La volatilidad hunde los beneficios de Endesa hasta 338 millones, un 31,2% menos

Bogas (CEO) con­firma los ob­je­tivos de 2022 y lo­grar un re­sul­tado or­di­nario neto de 1.800 mi­llones

Jose Bogas, Endesa.
Jose Bogas, Endesa.

Endesa ob­tuvo un be­ne­ficio neto de 338 mi­llones de euros en el primer tri­mestre de 2022, lo que su­pone una caída de un 31,2% de­bido a la fuerte vo­la­ti­lidad del mer­cado eléc­trico. El re­sul­tado bruto de ex­plo­ta­ción (Ebitda) as­cendió a 914 mi­llo­nes, con un des­censo de un 10%. Pese a todo, la com­pañía man­tiene sus ob­je­tivos para este año de lo­grar un be­ne­ficio or­di­nario neto de 1.800 mi­llo­nes.

El impacto de los precios de las materias primas ha elevado la deuda de la empresa hasta los 10.334 millones de euros, un 17,4% más.

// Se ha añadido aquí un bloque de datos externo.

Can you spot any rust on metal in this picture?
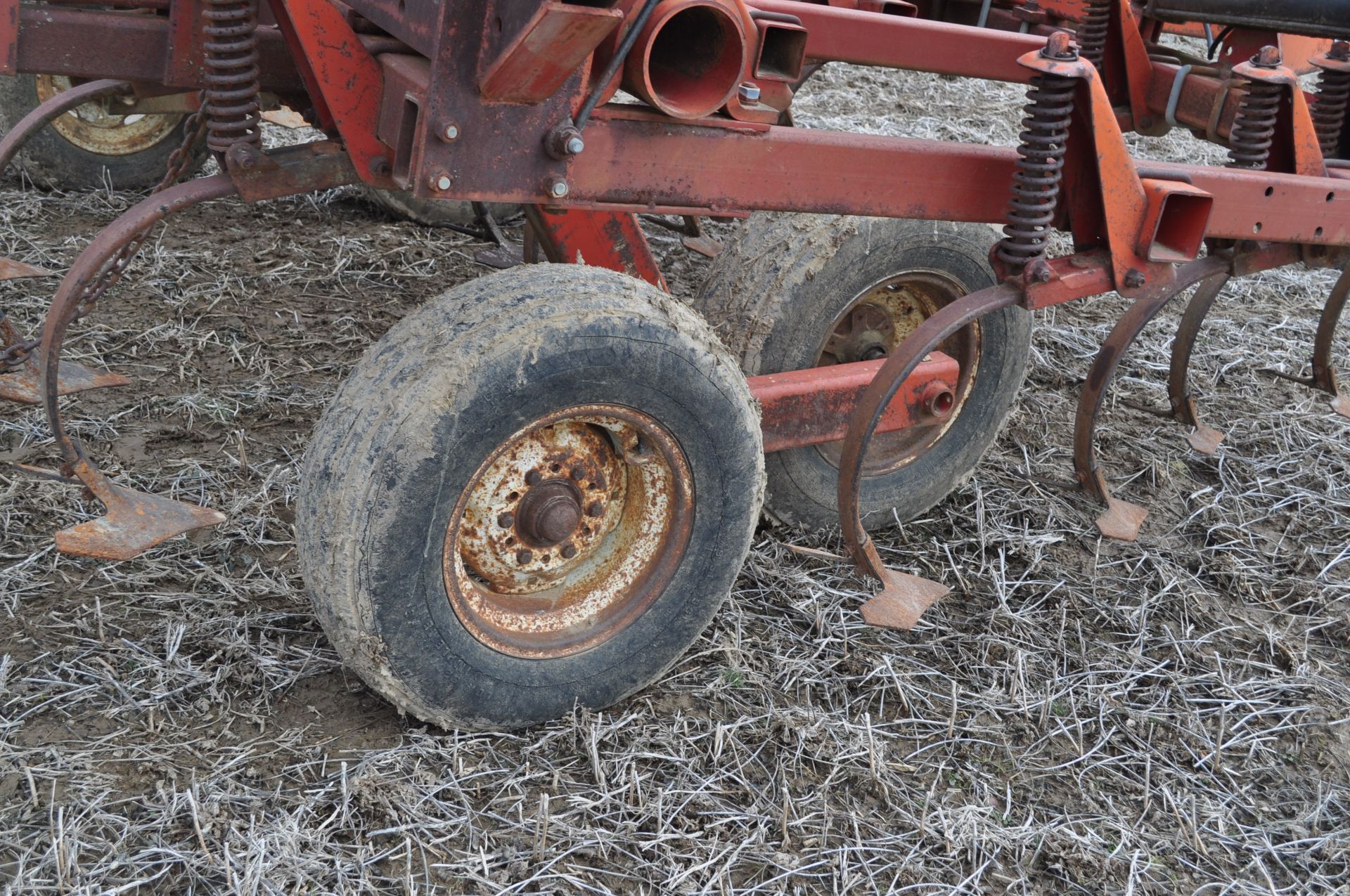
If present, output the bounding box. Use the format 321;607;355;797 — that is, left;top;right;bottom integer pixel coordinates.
748;352;961;452
0;78;131;171
443;405;694;658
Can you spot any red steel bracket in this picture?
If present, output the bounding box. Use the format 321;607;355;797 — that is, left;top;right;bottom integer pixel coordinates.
276;0;396;189
0;0;19;74
747;352;961;452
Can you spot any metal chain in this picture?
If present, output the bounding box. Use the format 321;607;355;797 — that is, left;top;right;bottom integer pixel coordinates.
0;94;207;371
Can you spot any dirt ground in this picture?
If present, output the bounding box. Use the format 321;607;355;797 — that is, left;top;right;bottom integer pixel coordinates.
0;67;1350;896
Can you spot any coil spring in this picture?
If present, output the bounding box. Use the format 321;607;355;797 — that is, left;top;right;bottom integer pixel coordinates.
1228;81;1284;169
201;0;262;154
1312;69;1350;158
1076;0;1111;72
996;74;1077;270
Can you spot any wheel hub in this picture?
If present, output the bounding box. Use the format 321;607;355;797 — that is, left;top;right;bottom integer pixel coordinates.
515;479;582;548
443;405;693;657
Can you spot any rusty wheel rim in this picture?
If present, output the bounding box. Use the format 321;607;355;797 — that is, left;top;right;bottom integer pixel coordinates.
442;405;694;658
816;270;980;476
37;74;184;155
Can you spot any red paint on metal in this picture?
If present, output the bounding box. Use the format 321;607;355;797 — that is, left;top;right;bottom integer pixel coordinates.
482;0;624;103
747;352;961;452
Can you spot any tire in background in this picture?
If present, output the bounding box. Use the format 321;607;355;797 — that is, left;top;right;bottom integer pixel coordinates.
694;214;1031;529
304;264;763;729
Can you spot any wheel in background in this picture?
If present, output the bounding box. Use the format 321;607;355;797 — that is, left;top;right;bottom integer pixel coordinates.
0;74;207;190
694;214;1031;528
297;264;763;727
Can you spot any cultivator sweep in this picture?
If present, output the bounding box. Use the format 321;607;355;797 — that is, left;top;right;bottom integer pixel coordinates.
0;0;1350;725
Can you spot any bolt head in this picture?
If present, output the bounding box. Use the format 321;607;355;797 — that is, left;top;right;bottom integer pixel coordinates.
1252;46;1281;69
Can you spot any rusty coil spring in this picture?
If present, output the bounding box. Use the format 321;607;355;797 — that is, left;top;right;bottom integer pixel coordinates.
1228;81;1284;169
201;0;262;154
1312;69;1350;158
998;74;1077;270
1074;0;1111;70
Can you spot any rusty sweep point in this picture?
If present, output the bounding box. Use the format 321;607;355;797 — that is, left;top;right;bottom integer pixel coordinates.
1041;31;1079;60
863;569;951;632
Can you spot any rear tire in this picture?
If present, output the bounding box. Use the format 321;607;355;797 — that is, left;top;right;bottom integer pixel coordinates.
694;214;1031;529
0;74;207;190
297;264;763;729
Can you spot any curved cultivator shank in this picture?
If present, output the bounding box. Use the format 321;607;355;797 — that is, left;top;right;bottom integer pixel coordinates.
0;0;1350;720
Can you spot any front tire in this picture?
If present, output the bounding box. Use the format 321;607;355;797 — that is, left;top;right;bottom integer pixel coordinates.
297;264;763;729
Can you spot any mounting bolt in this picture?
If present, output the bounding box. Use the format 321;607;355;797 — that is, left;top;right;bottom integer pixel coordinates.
1041;31;1079;62
1252;46;1281;69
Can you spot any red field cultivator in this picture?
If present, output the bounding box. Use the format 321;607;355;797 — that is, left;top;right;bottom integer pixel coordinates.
0;0;1350;725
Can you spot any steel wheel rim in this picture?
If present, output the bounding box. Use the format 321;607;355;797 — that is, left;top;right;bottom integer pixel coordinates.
442;405;694;658
37;74;184;155
816;270;980;478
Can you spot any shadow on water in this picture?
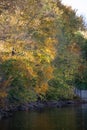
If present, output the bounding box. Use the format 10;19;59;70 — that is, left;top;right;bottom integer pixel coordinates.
0;104;87;130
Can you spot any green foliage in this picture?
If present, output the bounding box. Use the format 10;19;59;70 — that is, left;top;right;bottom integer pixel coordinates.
0;0;87;107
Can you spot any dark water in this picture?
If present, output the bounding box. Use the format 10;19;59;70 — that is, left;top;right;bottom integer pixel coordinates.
0;104;87;130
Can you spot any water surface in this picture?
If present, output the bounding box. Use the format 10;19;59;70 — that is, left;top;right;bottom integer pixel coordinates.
0;104;87;130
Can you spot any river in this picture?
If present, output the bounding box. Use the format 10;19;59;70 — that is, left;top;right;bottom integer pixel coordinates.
0;104;87;130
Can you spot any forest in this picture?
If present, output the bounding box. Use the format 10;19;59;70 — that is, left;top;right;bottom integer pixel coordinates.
0;0;87;107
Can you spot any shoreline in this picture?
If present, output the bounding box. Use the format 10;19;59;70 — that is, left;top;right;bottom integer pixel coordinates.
0;100;87;120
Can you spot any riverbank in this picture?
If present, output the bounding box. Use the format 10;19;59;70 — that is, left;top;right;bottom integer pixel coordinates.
0;100;87;119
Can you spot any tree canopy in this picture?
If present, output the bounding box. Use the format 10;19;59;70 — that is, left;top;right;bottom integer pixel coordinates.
0;0;87;105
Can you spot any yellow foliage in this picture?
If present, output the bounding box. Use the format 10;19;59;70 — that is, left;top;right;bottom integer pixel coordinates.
35;83;48;94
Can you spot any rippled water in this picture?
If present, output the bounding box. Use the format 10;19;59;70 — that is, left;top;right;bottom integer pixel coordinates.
0;104;87;130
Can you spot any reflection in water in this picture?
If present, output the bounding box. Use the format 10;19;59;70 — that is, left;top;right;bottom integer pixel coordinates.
0;104;87;130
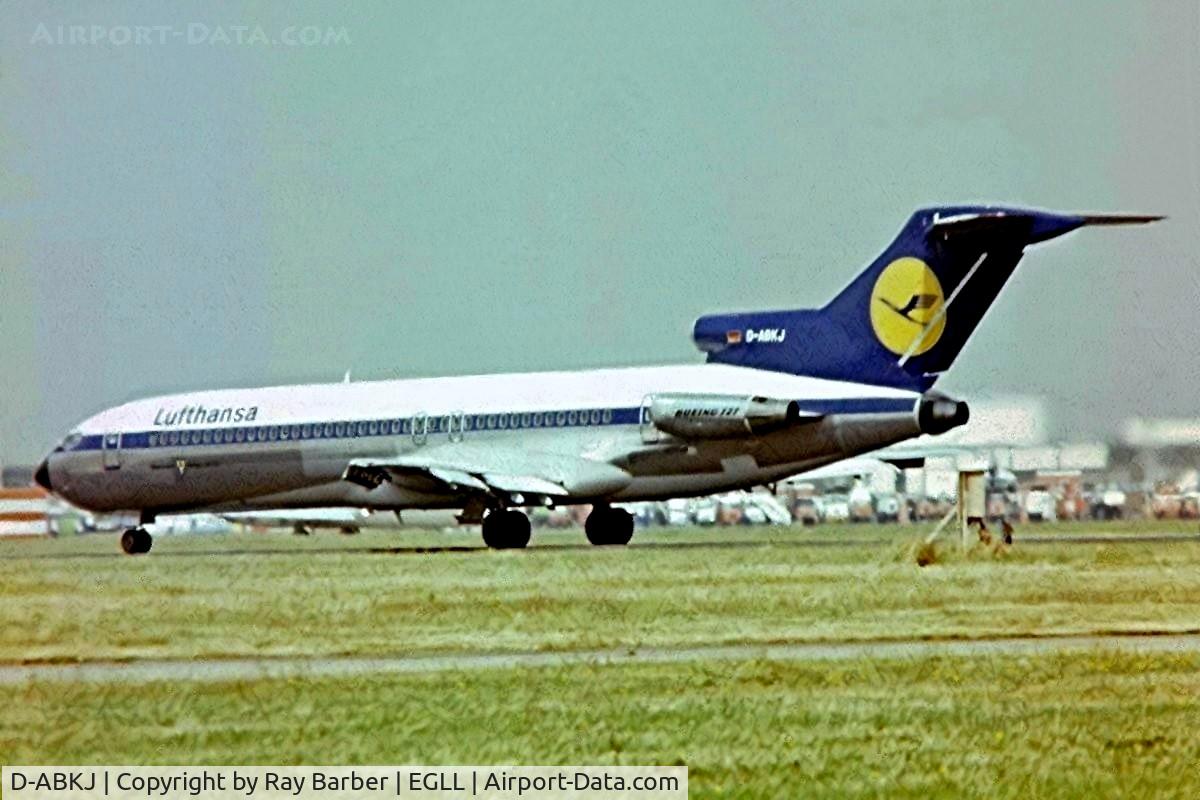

Los precios mayoristas de la electricidad han alcanzado una media de 229 euros en España, 232 en Francia, 232 euros en Francia, 249 en Italia y 238 euros en Reino Unido.

“Comenzamos el ejercicio afrontando una coyuntura aún más desafiante que en el anterior trimestre, marcada por las tensiones macroeconómicas derivadas del impacto de la guerra en Ucrania y el traslado de este conflicto a un mercado de materias primas muy inflado hace meses”, ha declarado el consejero delegado, José Bogas.

“Endesa sigue confiando en la solidez de su modelo de empresa verticalmente integrada para cumplir los objetivos de 2022. Mantenemos nuestra estrategia de asesoramiento y ayuda acogidos a cualquier tipo de tarifa, para superar las turbulencias del mercado energético en sus hogares y empresas”, ha añadido.

Bogas ha destacado igualmente la sobresaliente evolución de la actividad comercial con el cliente minorista, que ha supuesto un alza del 13% en la cartera del mercado liberalizado de hasta 6,4 millones en España y Portugal frente al primer trimestre de 2021.

Compleja coyuntura de los mercados

La compleja coyuntura de los mercados de las materias primas, unida a un aumento de las partidas regulatorias pendientes de cobro ha afectado negativamente al capital circulante necesario para financiar las operaciones de la compañía. Ello ha situado en negativo el flujo de caja de las operaciones en 476 millones.

La cobertura de este flujo de caja negativo, las inversiones en el período por 533 millones y el pago de dividendos por 529 millones de euros han elevado la deuda neta de la empresa hasta 10.334 millones a final de trimestre, lo que supone un crecimiento de un 17,4%. Los costes de explotación han ascendido a 7.107 millones con jun a variación de un 70,9%. Este aumento de los costes incluye un incremento del 213% en las compras de energía derivado del incremento de precios en el mercado mayorista de electricidad.

El director general financiero, Luca Passa, ha señalado, por su parte, que el primer trimestre “ha estado marcado por un escenario energético de extrema volatilidad, que hemos podido gestionar apoyándonos en la solidez de nuestro modelo de empresa integrada”.

“Mantenemos firme el ritmo de nuestra transformación hacia una empresa descarbonizada y sostenible, con un alza de las inversiones brutas del 48% hasta 402 millones, la mayoría en redes y renovables”. La posición holgada de liquidez de la eléctrica con 4.403 millones permite a la empresa cubrir casi dos años de vencimiento de deuda.